As part of the alliance, IBM will then adopt Intel's 64-bit Merced chip, said sources. To date, IBM has been mum on its plans for Merced.
IBM and Intel are also setting up a development fund to persuade software companies to develop products for the new system. No financial details were released, but the firms said the investment is in the range of tens of millions of dollars.
The new OS could present another challenge to the acceptance of Windows NT for central computing functions. Microsoft's server operating systems has been gobbling up Unix market share in lower-end servers. Corporate users, however, have been reluctant to commit more complex areas of their operations to NT, because it does not perform as well as Unix in multiprocessor and multi-server environments.
Nonetheless, the Unix market remains fragmented, which means Unix vendors are fighting themselves as well as Microsoft.
"For the moment, it's just another Unix system," said Scott Lundstrom, analyst at AMR Research in Boston. "The consortium needs to grow much closer than this. Intel is not someone who sets the agenda for the Unix community. And IBM definitely has a bias."
Facing that challenge, the Unix world has been rife with rumors that its developers would come together to form a more unified front to fight off the NT attack. But Lundstrom said that at this stage in the battle, such a thing is unlikely to happen.
"If the Unix community was going to set a unified front, it should have done it 24 months ago. NT was vulnerable then," he said. "Frankly, it might be too late to put the genie back in the bottle."
Still, it is a step toward creating some commonality among the Unix companies. Intel announced in September that it was launching an all-out campaign to establish common standards among the Unix vendors as it prepares its high-end server and next-generation 64-bit technologies.
The high-end market is one that NT continues to have trouble penetrating; mostly it's being used instead as a department-level server system. Some Analysts said this fact affords Unix vendors a window of opportunity to continue growing.
But Dan Kusnetzky, a program director at International Data Corporation, believes the alliance is just another example of the fragmented Unix market.
"The Unix people can't get their act together.
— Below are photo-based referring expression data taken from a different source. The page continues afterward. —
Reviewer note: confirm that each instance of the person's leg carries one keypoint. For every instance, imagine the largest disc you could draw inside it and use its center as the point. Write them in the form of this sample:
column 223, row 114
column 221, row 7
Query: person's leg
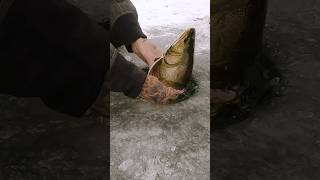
column 52, row 50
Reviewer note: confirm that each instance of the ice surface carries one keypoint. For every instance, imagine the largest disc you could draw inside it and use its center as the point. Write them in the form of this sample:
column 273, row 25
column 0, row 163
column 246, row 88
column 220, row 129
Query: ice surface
column 169, row 141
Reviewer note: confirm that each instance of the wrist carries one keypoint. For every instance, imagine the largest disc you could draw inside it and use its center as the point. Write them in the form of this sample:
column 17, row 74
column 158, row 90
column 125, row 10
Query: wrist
column 137, row 45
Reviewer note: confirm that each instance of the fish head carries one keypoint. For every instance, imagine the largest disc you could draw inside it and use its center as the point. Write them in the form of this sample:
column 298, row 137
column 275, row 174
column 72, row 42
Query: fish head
column 175, row 67
column 182, row 49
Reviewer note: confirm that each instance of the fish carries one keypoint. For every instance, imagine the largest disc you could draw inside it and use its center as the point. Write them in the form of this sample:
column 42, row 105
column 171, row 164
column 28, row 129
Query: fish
column 175, row 67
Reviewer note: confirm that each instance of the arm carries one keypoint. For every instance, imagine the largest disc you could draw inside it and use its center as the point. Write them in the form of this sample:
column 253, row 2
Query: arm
column 126, row 30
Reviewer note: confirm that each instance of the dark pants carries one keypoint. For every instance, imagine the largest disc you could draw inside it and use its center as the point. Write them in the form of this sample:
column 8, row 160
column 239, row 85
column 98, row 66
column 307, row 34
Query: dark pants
column 52, row 50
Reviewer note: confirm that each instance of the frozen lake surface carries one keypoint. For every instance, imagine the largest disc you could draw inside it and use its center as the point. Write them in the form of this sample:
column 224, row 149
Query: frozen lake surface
column 165, row 142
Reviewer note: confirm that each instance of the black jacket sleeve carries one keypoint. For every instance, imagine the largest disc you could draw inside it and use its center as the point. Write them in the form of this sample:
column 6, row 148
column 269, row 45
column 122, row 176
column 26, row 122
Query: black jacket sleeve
column 125, row 31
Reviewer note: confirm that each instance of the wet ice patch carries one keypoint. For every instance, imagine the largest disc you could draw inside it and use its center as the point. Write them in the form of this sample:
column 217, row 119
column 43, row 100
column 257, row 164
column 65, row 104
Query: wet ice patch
column 161, row 19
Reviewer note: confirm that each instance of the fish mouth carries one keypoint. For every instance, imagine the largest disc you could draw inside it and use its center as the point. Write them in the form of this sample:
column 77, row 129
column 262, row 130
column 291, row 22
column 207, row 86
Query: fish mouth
column 185, row 37
column 181, row 47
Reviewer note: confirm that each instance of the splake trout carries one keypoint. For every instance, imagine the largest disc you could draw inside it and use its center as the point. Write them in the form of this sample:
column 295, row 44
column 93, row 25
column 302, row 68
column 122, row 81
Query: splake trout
column 175, row 67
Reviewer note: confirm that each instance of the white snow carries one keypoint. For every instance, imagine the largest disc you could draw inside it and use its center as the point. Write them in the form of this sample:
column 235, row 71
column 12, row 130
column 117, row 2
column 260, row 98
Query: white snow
column 166, row 15
column 171, row 12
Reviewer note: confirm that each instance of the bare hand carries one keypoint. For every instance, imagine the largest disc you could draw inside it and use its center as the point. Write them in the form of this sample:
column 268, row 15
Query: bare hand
column 146, row 50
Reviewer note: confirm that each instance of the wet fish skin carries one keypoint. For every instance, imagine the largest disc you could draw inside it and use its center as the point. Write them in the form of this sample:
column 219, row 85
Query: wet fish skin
column 175, row 68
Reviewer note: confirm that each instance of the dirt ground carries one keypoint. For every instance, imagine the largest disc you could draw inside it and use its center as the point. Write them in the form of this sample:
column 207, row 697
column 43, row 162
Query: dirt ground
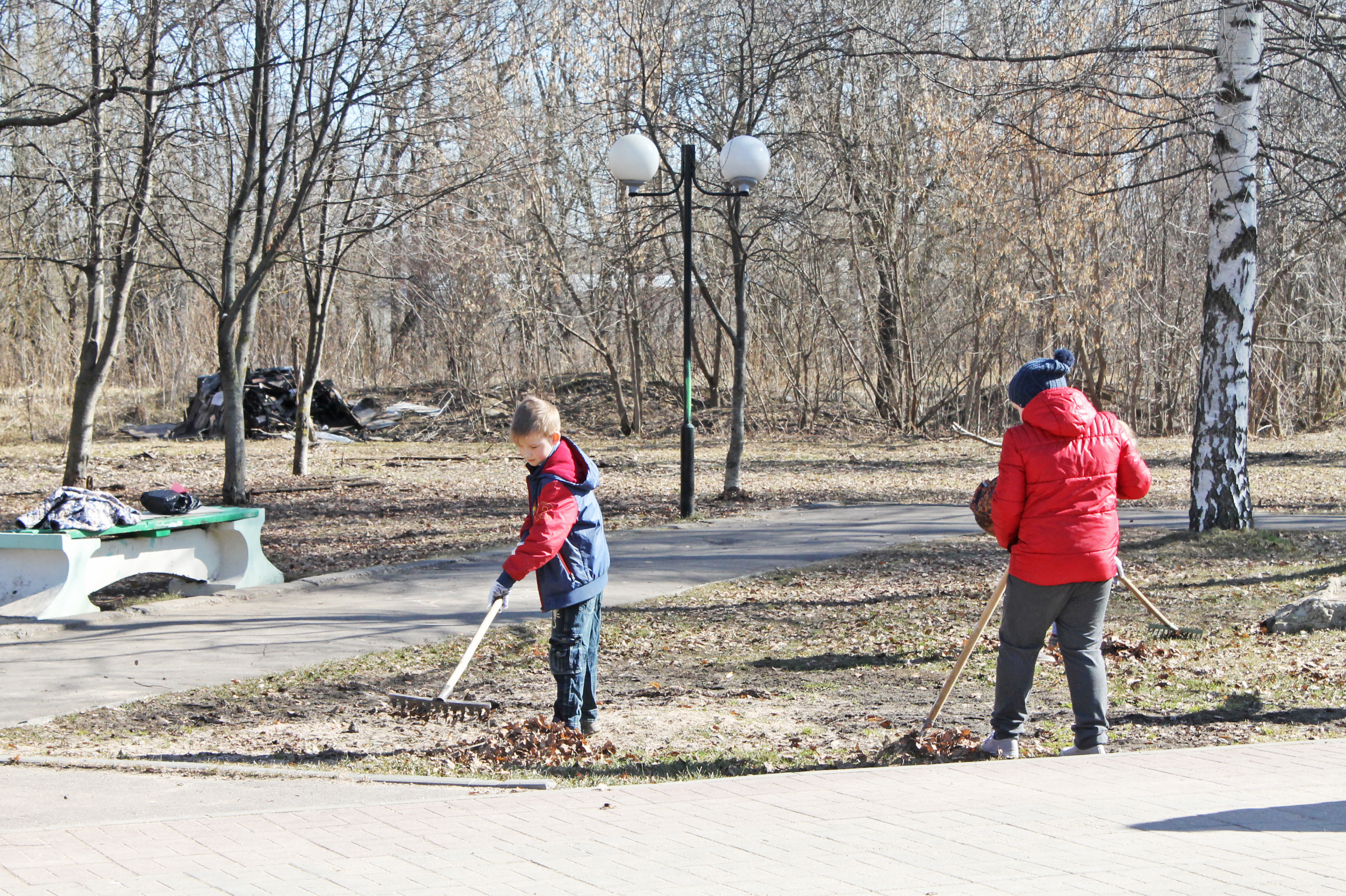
column 819, row 668
column 387, row 502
Once again, Microsoft will be able to come in and say, 'See, we told you so, NT is easier,'" Kusnetzky said.
Intel, which participated in the announcement today, will help support the new IBM/SCO Unix offering by helping IBM in establishing a fund of tens of millions of dollars to encourage independent software vendors (ISVs) to port their software to the new platform.
It won't be the first time Intel has helped to fund efforts that will encourage companies to shift to Intel's 64-bit platform, known as IA-64. "Intel wants as many people as possible to come to the IA-64 party as possible," Kusnetzky said.
The chip giant also has helped out other Unix players, including Novell Netware, and Red Hat, which distributes a version of the Linux OS.
SCO stands to benefit from the alliance, Kusnetzky said. The company currently has an 80 percent market share for servers running Unix on Intel chips, but it's under attack by Microsoft with Windows NT, Linux, Novell Netware, and higher-end Unix systems.
Jean Bozman, a software analyst with IDC, noted that SCO has been casting about with partners for some time in an effort to collect the required resources to move to IA-64. In 1996 and 1997, the company was in partnership with HP to develop a version of Unix for IA-64, "but the partnership broke down and they both walked away from each other," Bozman said.
One company that could suffer from the new alignment is Microsoft, if SCO, IBM, and Sequent manage to combine their various strengths. "Put together, it could be a very strong competitor," he said.
But Bozman pointed out that SCO's success doesn't entirely mean Microsoft's loss, since Microsoft owns between 11 and 14 percent of SCO.